Por ese entonces ya había olvidado la existencia del océano, y presumía, vagamente, que el atolón era parte de una masa continental. Extendiéndose a lo largo de cien metros, hacia el norte y hacia el sur, frente a la casamata, una hilera de dunas coronada por una empalizada de enigmáticas palmeras ocultaba la laguna y el mar, y el tamborileo débil y apagado de las olas que oía de noche se le confundía con recuerdos de la guerra y la infancia. Al este estaba el campo de aterrizaje de emergencia y el aeroplano abandonado. A la luz de las primeras horas de la tarde, las móviles sombras rectangulares parecían retorcerse y girar.
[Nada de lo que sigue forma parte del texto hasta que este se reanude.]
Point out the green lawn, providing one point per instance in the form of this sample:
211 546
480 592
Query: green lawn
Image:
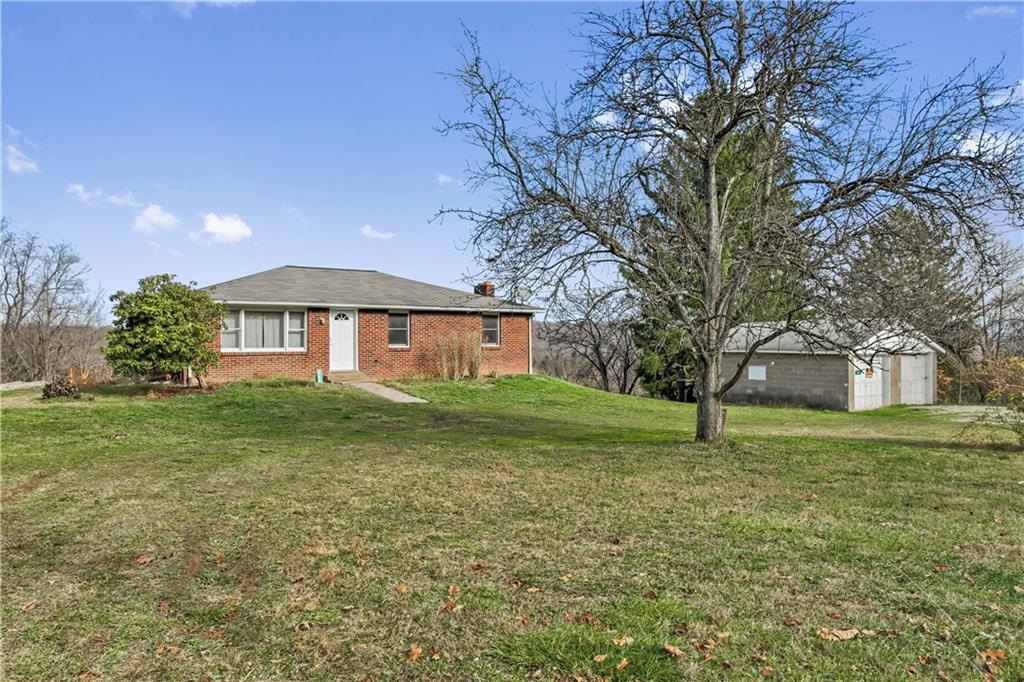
514 528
Desde la puerta de la casamata, donde se sentaba Traven, se veía el sistema de blancos, los lagos, las piscinas bajas del centro del atolón.
Sobre él, las cinco aberturas parecían contemplar esta escena como los símbolos tutelares de algún mito futuro.
Los lagos y los espectros
Los lagos habían sido proyectados en un principio para estudiar los cambios radiobiológicos en un grupo previamente seleccionado de plantas y animales, pero los ejemplares habían florecido hacía tiempo en grotescas parodias de sí mismos, y al fin habían sido destruidos.
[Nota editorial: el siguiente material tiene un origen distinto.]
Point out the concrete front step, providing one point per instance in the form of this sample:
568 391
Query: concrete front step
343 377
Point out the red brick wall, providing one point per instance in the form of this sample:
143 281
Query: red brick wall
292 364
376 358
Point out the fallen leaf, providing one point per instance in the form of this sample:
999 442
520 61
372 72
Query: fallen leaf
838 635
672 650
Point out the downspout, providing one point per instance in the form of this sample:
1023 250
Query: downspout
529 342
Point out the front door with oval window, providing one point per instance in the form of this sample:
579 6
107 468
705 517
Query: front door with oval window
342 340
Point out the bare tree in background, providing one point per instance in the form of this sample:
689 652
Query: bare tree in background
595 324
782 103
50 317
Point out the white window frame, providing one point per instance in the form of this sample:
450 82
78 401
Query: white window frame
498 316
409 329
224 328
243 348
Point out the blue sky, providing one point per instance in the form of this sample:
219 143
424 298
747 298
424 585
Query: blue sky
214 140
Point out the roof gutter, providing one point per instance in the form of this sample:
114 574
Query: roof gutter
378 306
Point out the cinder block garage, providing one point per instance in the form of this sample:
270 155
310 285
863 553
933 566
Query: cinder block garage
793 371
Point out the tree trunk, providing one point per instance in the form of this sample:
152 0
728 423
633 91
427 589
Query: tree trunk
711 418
A veces, al anochecer, cuando una luz sepulcral se cernía sobre las casamatas y los caminos de cemento, y las piscinas parecían lagos ornamentales en una ciudad de mausoleos vacíos, abandonados hasta por los mismos muertos, Traven veía los espectros de su mujer y de su hijo en la orilla opuesta. Las figuras solitarias parecían estar allí mirando desde hacía horas. Aunque no se movían, Traven podía asegurar que le hacían señas. Salía al fin de ese ensueño y caminaba tambaleándose por la arena oscura hasta el borde del lago y vadeaba el agua, gritándoles en silencio a las dos figuras que se alejaban tomadas de la mano entre los lagos y desaparecían en las carreteras distantes.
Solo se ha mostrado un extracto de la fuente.